Living in Tropicopolis, aka suburban South Florida, we get some pretty exotic looking bugs. Take palmetto bugs. Please. Imagine, if you will, a cockroach the size of a small dog. With wings. But our spiders, for the most part, are pretty tame - maybe because the geckos keep their population down to dull roar. I almost never see one, inside or out.
Now, up in Western New York and by a lake, I saw spiders the size of small tarantulas. Didn't like those guys much. I also saw a couple of Praying Mantises (Manti?). Those things will freak you out. They're about as long as your forearm and look at you with a cocked head like they think they might have met you in the bar the other night but they're not sure.
Wow, that's a great idea you've given me, Barbara! I sometimes fantasize about relocating to upstate New South Wales when I retire, purchase a small rural holding (5 acres?) with a cute little cottage on it, which I will re-name
Cherry Cake Cottage. One of the things that holds me back is the thought of all those mean, nasty ol' spiders in the deep, dark Aussie bush! What an excellent idea it is to introduce a substantial population of cutie-pie little geckos into the area. I love geckos and they would keep those homicidal spiders at bay (not the bird-eating spiders though, but they're mainly in Queensland fortunately!).
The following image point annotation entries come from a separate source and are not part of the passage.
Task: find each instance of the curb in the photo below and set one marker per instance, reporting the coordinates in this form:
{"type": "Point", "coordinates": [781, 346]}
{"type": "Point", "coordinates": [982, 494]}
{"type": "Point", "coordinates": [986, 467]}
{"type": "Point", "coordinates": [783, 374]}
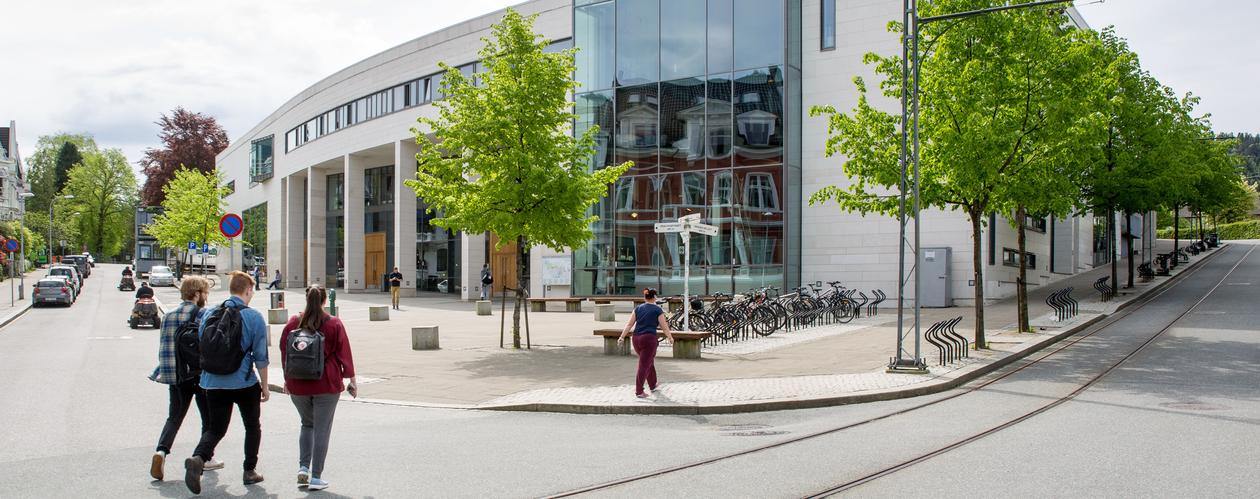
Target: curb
{"type": "Point", "coordinates": [929, 387]}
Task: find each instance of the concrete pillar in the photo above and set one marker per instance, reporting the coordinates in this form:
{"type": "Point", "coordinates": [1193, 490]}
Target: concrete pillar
{"type": "Point", "coordinates": [353, 209]}
{"type": "Point", "coordinates": [405, 214]}
{"type": "Point", "coordinates": [471, 256]}
{"type": "Point", "coordinates": [295, 241]}
{"type": "Point", "coordinates": [316, 226]}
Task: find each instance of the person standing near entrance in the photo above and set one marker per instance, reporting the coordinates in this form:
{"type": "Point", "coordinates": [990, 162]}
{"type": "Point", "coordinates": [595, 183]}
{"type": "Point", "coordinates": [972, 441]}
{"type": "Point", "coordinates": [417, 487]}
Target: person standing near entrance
{"type": "Point", "coordinates": [486, 280]}
{"type": "Point", "coordinates": [233, 342]}
{"type": "Point", "coordinates": [182, 377]}
{"type": "Point", "coordinates": [395, 286]}
{"type": "Point", "coordinates": [644, 321]}
{"type": "Point", "coordinates": [315, 353]}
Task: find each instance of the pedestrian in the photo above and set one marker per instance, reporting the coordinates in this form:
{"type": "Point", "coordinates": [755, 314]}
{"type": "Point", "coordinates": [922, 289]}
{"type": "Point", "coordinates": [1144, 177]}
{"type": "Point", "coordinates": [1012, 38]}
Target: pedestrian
{"type": "Point", "coordinates": [314, 390]}
{"type": "Point", "coordinates": [486, 281]}
{"type": "Point", "coordinates": [644, 321]}
{"type": "Point", "coordinates": [182, 376]}
{"type": "Point", "coordinates": [233, 342]}
{"type": "Point", "coordinates": [395, 286]}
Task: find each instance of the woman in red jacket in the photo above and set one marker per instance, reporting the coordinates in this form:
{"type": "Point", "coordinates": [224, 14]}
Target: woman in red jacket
{"type": "Point", "coordinates": [316, 398]}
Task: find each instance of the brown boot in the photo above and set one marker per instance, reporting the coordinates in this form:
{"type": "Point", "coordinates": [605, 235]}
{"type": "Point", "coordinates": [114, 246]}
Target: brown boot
{"type": "Point", "coordinates": [252, 476]}
{"type": "Point", "coordinates": [193, 468]}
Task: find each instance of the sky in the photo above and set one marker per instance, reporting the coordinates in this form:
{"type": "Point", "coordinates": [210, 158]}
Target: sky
{"type": "Point", "coordinates": [112, 68]}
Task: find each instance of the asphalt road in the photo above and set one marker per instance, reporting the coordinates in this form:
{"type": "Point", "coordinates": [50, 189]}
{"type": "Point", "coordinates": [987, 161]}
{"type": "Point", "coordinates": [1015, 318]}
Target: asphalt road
{"type": "Point", "coordinates": [1179, 418]}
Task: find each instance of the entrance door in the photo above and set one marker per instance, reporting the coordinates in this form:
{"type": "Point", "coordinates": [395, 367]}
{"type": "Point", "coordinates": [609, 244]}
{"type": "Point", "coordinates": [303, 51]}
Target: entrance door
{"type": "Point", "coordinates": [503, 265]}
{"type": "Point", "coordinates": [373, 258]}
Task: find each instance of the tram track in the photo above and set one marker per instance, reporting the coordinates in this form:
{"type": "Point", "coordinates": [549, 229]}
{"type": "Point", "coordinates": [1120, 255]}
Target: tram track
{"type": "Point", "coordinates": [974, 387]}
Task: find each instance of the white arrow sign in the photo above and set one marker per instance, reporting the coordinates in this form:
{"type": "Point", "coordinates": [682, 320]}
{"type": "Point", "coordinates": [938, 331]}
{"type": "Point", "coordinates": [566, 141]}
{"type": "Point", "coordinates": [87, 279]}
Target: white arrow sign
{"type": "Point", "coordinates": [702, 228]}
{"type": "Point", "coordinates": [669, 227]}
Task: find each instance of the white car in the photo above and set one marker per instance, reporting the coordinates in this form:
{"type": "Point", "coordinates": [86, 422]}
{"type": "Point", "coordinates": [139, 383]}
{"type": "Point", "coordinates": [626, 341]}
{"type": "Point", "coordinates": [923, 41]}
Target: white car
{"type": "Point", "coordinates": [160, 275]}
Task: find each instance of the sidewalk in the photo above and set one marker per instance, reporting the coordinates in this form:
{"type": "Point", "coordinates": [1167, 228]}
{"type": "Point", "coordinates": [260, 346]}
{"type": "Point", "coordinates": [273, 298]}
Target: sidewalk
{"type": "Point", "coordinates": [566, 369]}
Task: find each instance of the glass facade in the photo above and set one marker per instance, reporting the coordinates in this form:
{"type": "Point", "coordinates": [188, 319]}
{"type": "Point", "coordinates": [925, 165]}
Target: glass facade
{"type": "Point", "coordinates": [699, 96]}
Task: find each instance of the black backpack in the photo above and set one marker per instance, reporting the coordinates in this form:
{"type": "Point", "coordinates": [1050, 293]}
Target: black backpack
{"type": "Point", "coordinates": [188, 355]}
{"type": "Point", "coordinates": [304, 354]}
{"type": "Point", "coordinates": [221, 340]}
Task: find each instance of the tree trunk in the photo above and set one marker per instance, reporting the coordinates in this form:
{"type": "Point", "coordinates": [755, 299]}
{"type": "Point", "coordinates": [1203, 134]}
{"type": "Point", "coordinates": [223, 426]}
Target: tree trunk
{"type": "Point", "coordinates": [978, 276]}
{"type": "Point", "coordinates": [1022, 282]}
{"type": "Point", "coordinates": [1110, 241]}
{"type": "Point", "coordinates": [521, 294]}
{"type": "Point", "coordinates": [1128, 245]}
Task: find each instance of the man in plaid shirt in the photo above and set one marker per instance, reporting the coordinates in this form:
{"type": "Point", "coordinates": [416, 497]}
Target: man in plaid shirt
{"type": "Point", "coordinates": [183, 391]}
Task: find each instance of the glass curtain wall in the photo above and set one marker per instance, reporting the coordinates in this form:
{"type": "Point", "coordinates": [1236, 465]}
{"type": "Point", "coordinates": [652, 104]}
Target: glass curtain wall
{"type": "Point", "coordinates": [699, 95]}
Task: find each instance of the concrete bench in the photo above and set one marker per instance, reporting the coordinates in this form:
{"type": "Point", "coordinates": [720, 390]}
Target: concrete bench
{"type": "Point", "coordinates": [571, 304]}
{"type": "Point", "coordinates": [423, 338]}
{"type": "Point", "coordinates": [687, 345]}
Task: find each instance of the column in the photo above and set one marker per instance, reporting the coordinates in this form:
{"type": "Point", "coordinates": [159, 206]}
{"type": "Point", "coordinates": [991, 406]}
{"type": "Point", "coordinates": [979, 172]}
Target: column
{"type": "Point", "coordinates": [471, 256]}
{"type": "Point", "coordinates": [295, 241]}
{"type": "Point", "coordinates": [316, 227]}
{"type": "Point", "coordinates": [405, 214]}
{"type": "Point", "coordinates": [353, 209]}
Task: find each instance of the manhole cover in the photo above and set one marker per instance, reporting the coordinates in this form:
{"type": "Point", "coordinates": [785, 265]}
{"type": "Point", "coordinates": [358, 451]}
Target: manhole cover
{"type": "Point", "coordinates": [757, 432]}
{"type": "Point", "coordinates": [1192, 406]}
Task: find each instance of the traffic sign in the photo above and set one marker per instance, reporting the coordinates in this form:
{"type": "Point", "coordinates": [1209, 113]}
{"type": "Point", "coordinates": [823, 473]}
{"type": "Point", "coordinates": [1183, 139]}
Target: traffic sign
{"type": "Point", "coordinates": [702, 228]}
{"type": "Point", "coordinates": [231, 226]}
{"type": "Point", "coordinates": [669, 227]}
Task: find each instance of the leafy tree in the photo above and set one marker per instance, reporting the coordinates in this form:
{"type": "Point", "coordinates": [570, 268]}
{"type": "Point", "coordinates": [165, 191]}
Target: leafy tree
{"type": "Point", "coordinates": [192, 208]}
{"type": "Point", "coordinates": [502, 156]}
{"type": "Point", "coordinates": [993, 107]}
{"type": "Point", "coordinates": [189, 140]}
{"type": "Point", "coordinates": [105, 192]}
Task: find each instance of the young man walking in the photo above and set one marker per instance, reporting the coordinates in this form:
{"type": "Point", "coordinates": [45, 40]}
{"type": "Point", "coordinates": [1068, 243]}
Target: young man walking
{"type": "Point", "coordinates": [395, 286]}
{"type": "Point", "coordinates": [182, 378]}
{"type": "Point", "coordinates": [243, 388]}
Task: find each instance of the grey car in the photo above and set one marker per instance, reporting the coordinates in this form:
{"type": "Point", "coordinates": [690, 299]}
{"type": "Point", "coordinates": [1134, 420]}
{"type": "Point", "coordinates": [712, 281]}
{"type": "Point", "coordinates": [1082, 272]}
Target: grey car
{"type": "Point", "coordinates": [52, 291]}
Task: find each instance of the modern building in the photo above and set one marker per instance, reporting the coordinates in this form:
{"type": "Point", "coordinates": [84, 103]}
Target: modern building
{"type": "Point", "coordinates": [708, 97]}
{"type": "Point", "coordinates": [13, 175]}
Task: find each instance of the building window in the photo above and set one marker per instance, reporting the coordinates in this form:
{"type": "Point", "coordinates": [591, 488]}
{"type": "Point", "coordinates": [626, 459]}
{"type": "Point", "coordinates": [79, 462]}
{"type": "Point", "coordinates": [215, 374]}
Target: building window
{"type": "Point", "coordinates": [261, 159]}
{"type": "Point", "coordinates": [828, 28]}
{"type": "Point", "coordinates": [1011, 258]}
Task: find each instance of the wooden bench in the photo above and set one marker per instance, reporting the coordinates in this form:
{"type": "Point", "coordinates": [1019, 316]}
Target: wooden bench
{"type": "Point", "coordinates": [571, 304]}
{"type": "Point", "coordinates": [687, 345]}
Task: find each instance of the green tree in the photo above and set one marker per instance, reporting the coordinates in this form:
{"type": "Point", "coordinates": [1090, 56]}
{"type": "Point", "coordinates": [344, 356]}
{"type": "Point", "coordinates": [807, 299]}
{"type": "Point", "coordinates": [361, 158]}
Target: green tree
{"type": "Point", "coordinates": [105, 194]}
{"type": "Point", "coordinates": [192, 207]}
{"type": "Point", "coordinates": [502, 155]}
{"type": "Point", "coordinates": [993, 107]}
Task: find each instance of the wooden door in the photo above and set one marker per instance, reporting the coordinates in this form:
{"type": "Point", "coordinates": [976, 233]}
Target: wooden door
{"type": "Point", "coordinates": [373, 258]}
{"type": "Point", "coordinates": [503, 265]}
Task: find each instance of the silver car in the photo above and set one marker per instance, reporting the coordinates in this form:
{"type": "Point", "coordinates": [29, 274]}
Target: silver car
{"type": "Point", "coordinates": [52, 291]}
{"type": "Point", "coordinates": [160, 275]}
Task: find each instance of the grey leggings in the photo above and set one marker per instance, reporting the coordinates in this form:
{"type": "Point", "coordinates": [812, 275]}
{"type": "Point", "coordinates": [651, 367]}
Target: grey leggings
{"type": "Point", "coordinates": [316, 413]}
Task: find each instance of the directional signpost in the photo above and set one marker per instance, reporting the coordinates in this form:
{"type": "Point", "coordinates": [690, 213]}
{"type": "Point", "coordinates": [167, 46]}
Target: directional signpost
{"type": "Point", "coordinates": [684, 227]}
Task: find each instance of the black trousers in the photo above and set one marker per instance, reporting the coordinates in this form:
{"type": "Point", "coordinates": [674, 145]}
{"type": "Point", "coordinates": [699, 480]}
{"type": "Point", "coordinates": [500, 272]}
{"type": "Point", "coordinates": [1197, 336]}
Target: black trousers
{"type": "Point", "coordinates": [219, 406]}
{"type": "Point", "coordinates": [180, 397]}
You mentioning small tarantulas reminds me - I was driving to work across Sydney Harbour Bridge a couple of weeks ago, doing approx 60kph, in the inside lane, traffic coming straight at me from the other direction, when what should appear from somewhere under the dashboard, but a large
Huntsman Spider!!! God only knows how it got inside my car! Spiders are such devious bastards! This has happened before, and because of my phobia, I always carry a fly-swatter in my car, just incase I need to dispatch a spider in my car!!! This
Huntsman (they look like small tarantulas) was making a bee-line, at speed, for the steering-wheel! I had an immediate phobic reaction,
panic response, and I could have very easily swerved into the oncoming traffic. Somehow I managed to retain some semblance of control, reached for my trusty fly-swatter, and returned that ugly SOB to his Maker!!! Because it was such a frenzied attack on my part (he was splattered gooood!), I laughed later, thinking about what the car behind me must have thought I was doing!!!